そんなこんなで、全部じゃないにしても、こんな感じの高知の変わったところが「高知家」プロモーションあたりから東京民にもバレはじめて、ここんとこ超部分的に受けはじめてるんかなと思う(自由民権の終焉以後の100年間にわたり「地味県」の大関格だった高知の歴史上、超部分的とはいえこんな状況自体が稀なことだw)。まあカツオが旨すぎるってのもあると思うけど。
人の勝手だけど、そうもいかないと思うのね。
だけども、ここでモヤモヤが出てくる。
ネイティブな自分は、当然ながら人生のおわりまでここで暮らして行こうと思っているわけで、いまさらこんな居心地いい場所からどっかに移って暮らそうという考えはもはや毛の一本も出てこない。特に独立して仕事をはじめてからは、もうよそへ移るという選択肢はなくなった。高知のために何ができるかってことを考えるだけだ。
だけど、移住者ってどうなんだろうなと当然思う。たぶん、結構高い割合でそこまでの気持ちはないだろう。いつかは東京に戻るかも知れないし、高知に飽きたらまた別のところでもいいじゃんてな感じのところも正直あるだろうなと。むろんそれはそれで1つの生き方だし人の勝手だ。
しかし、モヤモヤするのは、高知ってものがそれぞれのセルフプロデュース上で物語をつくる「ひとつのパーツ」扱いになるのだとすれば、それは長い目で見れば高知にとって不幸かも知れないとも思うところだ。
上で書いた「高知の良さ」は確かに人口吸引力にはなりはじめていると思うけど、それでは吸引された人々は「高知の風土や文化」にどこまで根付いた解答を出せるのか。
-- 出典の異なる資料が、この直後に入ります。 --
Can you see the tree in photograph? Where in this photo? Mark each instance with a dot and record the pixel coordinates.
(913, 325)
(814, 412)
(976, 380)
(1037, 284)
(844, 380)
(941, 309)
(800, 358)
そこにこだわりすぎる必要はないかも知れないけど、そこにある程度こだわらないと北関東のようなアイデンティティを喪失気味の曖昧空間になっちゃいそうな気もする。どこの地方でやってもよさげな解答(仕事)を出すのか、出さないのか。ただ「出す」ということにだけカタルシスを感じちゃったりして終わられるのだったら、やっぱりそれは迷惑だなーと思うのだ。
高知がそんなタイプの人々の「部品取り車」みたいになっていけばいくほど、後に残るものは何なのかよく分からないことになる。なんつか、国境のボーダレス化で移民が増えて国ってなんだってことになりはじめているEUとなんとなく被る。
ただ、これはそのまま高知民にも返ってくる言葉でもあるわけで。。。高知の風土や文化、つまりアイデンティティ的なところに、どれだけ応えているのか、応えていこうと考えているのか、っていう。おいらの生業であるデザイン業でも、梅原真さんや迫田司さんのような人々はそこにとことんこだわっている。まあそれでやりすぎ感のあるときもあるなと思うけど、自分らも含めたその下のモノコトを作ろうとする世代はどうなんだと、自問自答せざるをえない。
そしてもうひとつのモヤモヤは、東京では遊牧民的な生き方もある種ひとつの生き方かも知れないけど、それが農耕民族的な田舎に合うのかどうかってことだ。腰を据えてない相手を信用しようとしないのは、良くも悪くも田舎の必定。田舎はやっぱりどー転んでも面倒なところなわけで、そこに違う生き方を挟むことで起きる問題に目を瞑り続けるわけにもいかないだろうとも思うわけで、ここらへんも「移住」がなんとなくブームになっていることの違和感につながっているような気がする。
要は、「いつかいなくなるんだったら最初っからいなきゃいいのに」っていうことだ。
そんなモヤモヤが、311後の移住者急増時からずっとあって、今回の移住噺を知ってますます大きくなった次第。